When re-reading: Hope for the best, expect the worst


Wise Children was Angela Carter’s last book,  published the year before her death in 1992, and is the first of my “re-reading women” books.  Having only read it for the first time last month, I wondered whether having been through the journey would be as exhilarating the second time, particularly so soon afterwards.

It is the story of Dora Chance and her twin sister Nora, the illegitimate children of a famous Shakespearean actor Melchior Hazard, and their relationship with their father, his twin brother, Perry Hazard, and other members of the showbiz family.  It tells the life history of the Chance sisters, and leading up to their father’s 100th birthday, and their 75th birthdays.

There are three things that I enjoyed most about the book.  At the top is the first person narration, both for the language used by Dora, but also the pace,

“Melchior slept here.  This attic, the cheapest room in the house, cheaper still because never paid.  I picture him in front of a square of mirror, trying on that shabby crown, emoting, listening to the sycamores at the end of the garden thrashing about in the wind and pretending the sound they made was applause.  Desperate, ravenous, on the make, tramping round the agents day after day after day, back to the boiled cabbage at Bard Road and the hard, narrow bed.”

This is enhanced by Dora’s occasional, perhaps deliberate, forgetfulness,

“At my age, memory becomes exquisitely selective.”

This conversational style relaxes the reader, lowers their guard, but does not mask the many themes which elevate the story beyond a simple recollection. For example, the high culture of the Hazards, “Shakespeare, to whom our family owed so much”,  can often be compared to the low culture of the Chance sisters

“…we girls are illegitimate in every way – not only born out of wedlock, but we went on the [music] halls, didn’t we!”

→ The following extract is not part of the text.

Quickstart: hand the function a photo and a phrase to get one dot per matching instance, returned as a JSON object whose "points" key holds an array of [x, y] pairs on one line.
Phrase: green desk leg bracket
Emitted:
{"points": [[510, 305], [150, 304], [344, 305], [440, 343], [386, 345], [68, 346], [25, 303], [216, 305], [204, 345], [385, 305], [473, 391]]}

Grandma Chance’s constant refrain is “Hope for the best, expect the worst” and this approach helps Dora and Nora to respond more effectively to the challenges they face. This can be contrasted with the Hazard’s reply to difficulties.  For example the fire at the Christmas party, when although his stately home has burnt to the ground, Melchior Hazard is more upset by the loss of a family heirloom, a cardboard crown.

“I’d better believe that, what he said about children. I was amazed to see him so much moved, and on account of what? A flimsy bit of make-believe. A nothing. 

‘What shall I do without my crown? Othello’s occupation gone!’ 

He began to cry.”

Shakespeare appears frequently in Wise Children, with 26 plays either mentioned directly, quoted or alluded to.  At one stage Melchior Hazard is producing a West End Revue and at various points in the book it is called “What? You Will?”, “What! You Will?”, “What! You Will!” or just plain “What You Will!”,  both teasing on the name William as well as using the subtitle for Shakespeare’s Twelfth Night, which in turn also features twins.

Another theme is the relationship between parents and children, and what makes a family.   Melchior’s supposedly legitimate children, Imogen and Saskia,  swindle their mother out of her home.

“The precious, unique Hazard blood that blinds parents to their children and turns daughter against mother!”

In comparison,  Grandma Chance adopts Nora and Dora, as well as others, with an easy heart,

‘Family,’ I say. Grandma invented this family. She put it together out of whatever came to hand – a stray pair of orphaned babes, a ragamuffin in a flat cap.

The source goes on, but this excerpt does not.